With Poreless, you step into a satire about beauty, image, tokenism, and the machinery behind what society calls marketable. How did being part of that film make you look differently at the beauty and lifestyle world you also work inside every day?

Being part of that project was such an amazing experience. I got to work alongside an incredible group of actors, and because I work in this industry myself, I felt like I understood the character on a deeper level. So many moments in the script reflected experiences I've had personally, both good and bad. That made the material feel incredibly real and gave me a deeper appreciation for the conversations the film is trying to have about beauty, image, and perception.

Your food content works because it does not feel precious. It feels like a friend in the car telling you what is actually worth eating. How do you know when a craving, a wrap, a Caesar salad moment, or a “Skinty” comfort food recipe is just a meal, and when it has the potential to become a full internet conversation?

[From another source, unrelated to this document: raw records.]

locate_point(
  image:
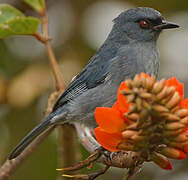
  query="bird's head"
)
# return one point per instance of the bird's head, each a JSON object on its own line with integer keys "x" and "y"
{"x": 141, "y": 24}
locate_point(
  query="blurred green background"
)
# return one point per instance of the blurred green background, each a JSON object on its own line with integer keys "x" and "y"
{"x": 77, "y": 29}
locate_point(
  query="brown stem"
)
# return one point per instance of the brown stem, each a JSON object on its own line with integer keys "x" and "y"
{"x": 60, "y": 85}
{"x": 10, "y": 166}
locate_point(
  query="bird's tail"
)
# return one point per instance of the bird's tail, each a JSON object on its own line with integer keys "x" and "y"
{"x": 31, "y": 136}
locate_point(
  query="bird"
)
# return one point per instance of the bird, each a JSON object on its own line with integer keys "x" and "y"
{"x": 129, "y": 49}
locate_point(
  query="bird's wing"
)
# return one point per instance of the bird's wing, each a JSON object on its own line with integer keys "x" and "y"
{"x": 92, "y": 75}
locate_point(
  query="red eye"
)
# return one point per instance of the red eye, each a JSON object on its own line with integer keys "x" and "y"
{"x": 144, "y": 24}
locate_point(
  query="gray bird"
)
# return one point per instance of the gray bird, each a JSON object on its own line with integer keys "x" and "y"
{"x": 129, "y": 49}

The content I make always comes to me sometimes when I need it and sometimes when I feel like my audience needs it. Some of my best ideas come to me when I'm doing my favorite thing, which is eating, and most of the time it just happens to be while I'm by myself, enjoying a Caesar wrap for lunch. 

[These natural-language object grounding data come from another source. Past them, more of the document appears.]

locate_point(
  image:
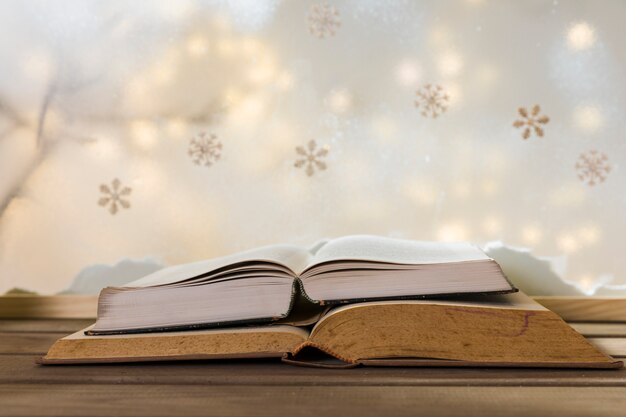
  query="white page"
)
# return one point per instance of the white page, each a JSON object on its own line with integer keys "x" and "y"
{"x": 293, "y": 257}
{"x": 384, "y": 249}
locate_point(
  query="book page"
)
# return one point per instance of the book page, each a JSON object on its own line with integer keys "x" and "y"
{"x": 398, "y": 251}
{"x": 292, "y": 257}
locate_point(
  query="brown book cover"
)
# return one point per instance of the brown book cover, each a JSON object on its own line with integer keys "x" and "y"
{"x": 504, "y": 330}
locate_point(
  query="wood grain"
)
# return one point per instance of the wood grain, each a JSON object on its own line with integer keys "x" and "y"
{"x": 613, "y": 346}
{"x": 265, "y": 387}
{"x": 289, "y": 400}
{"x": 22, "y": 369}
{"x": 600, "y": 329}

You have the kind of platform that can send people to a restaurant, revive a menu item, or make a small business feel suddenly seen. How do you think about that responsibility when your taste can become someone else’s traffic, revenue, or overnight pressure?

It’s been really cool to see how I’ve helped some of these small businesses grow, and how people have trusted me with their reviews around LA and beyond. I feel like recently it has really ramped up, and I'm having people tag me in restaurants with lines out the door overnight with videos I’ve made. And to get messages from the owners, seeing their business grow… There really is no better feeling, and it makes me so happy. 


For a culinary inclusion, let’s build the Joey Zauzig recipe in real time. If your Sweetgreen partnership, your viral orange chicken, your chicken Caesar wrap obsession, and your “Skinty” comfort food universe all had to become one signature dish, what would it be, what would go in it, and what would it say about the way you eat now?

This year is all about collaboration, so let's just say the Joey dish might be closer than we think.

A lot of your audience comes to you for humor, but they stay because there is usually a bruise underneath the joke, whether it is dating, rejection, confidence, or trying not to let loneliness make decisions for you. How has dating in public changed the way you protect your softness without turning

cold?

Honestly its been tricky nailing it, especially in LA I’m not generally a closed-off person, but I think being public has forced me to be. Which might be for the best, so I can be a little bit more intentional with who I’m letting into my world. 

You have built a platform on being accessible, but accessibility can become exhausting when strangers feel like they know you, want from you, or project onto you. How do you decide which parts of your life still belong only to you?

I'm pretty much an open book, but it's really important to me that my personal life stays personal and my internet life stays on the internet. I think my content comes out better when I work on myself privately and not on the internet. 

If you were a book, what book would you be and why? It can be a real title, a made-up title, a genre, a cookbook, a memoir, a survival guide, or something no one has written yet.

If I were to write a book, the title would be “Unwrapped: Professional Unqualified” because I give advice but am still learning and growing as a person, and I think I could use my own advice sometimes.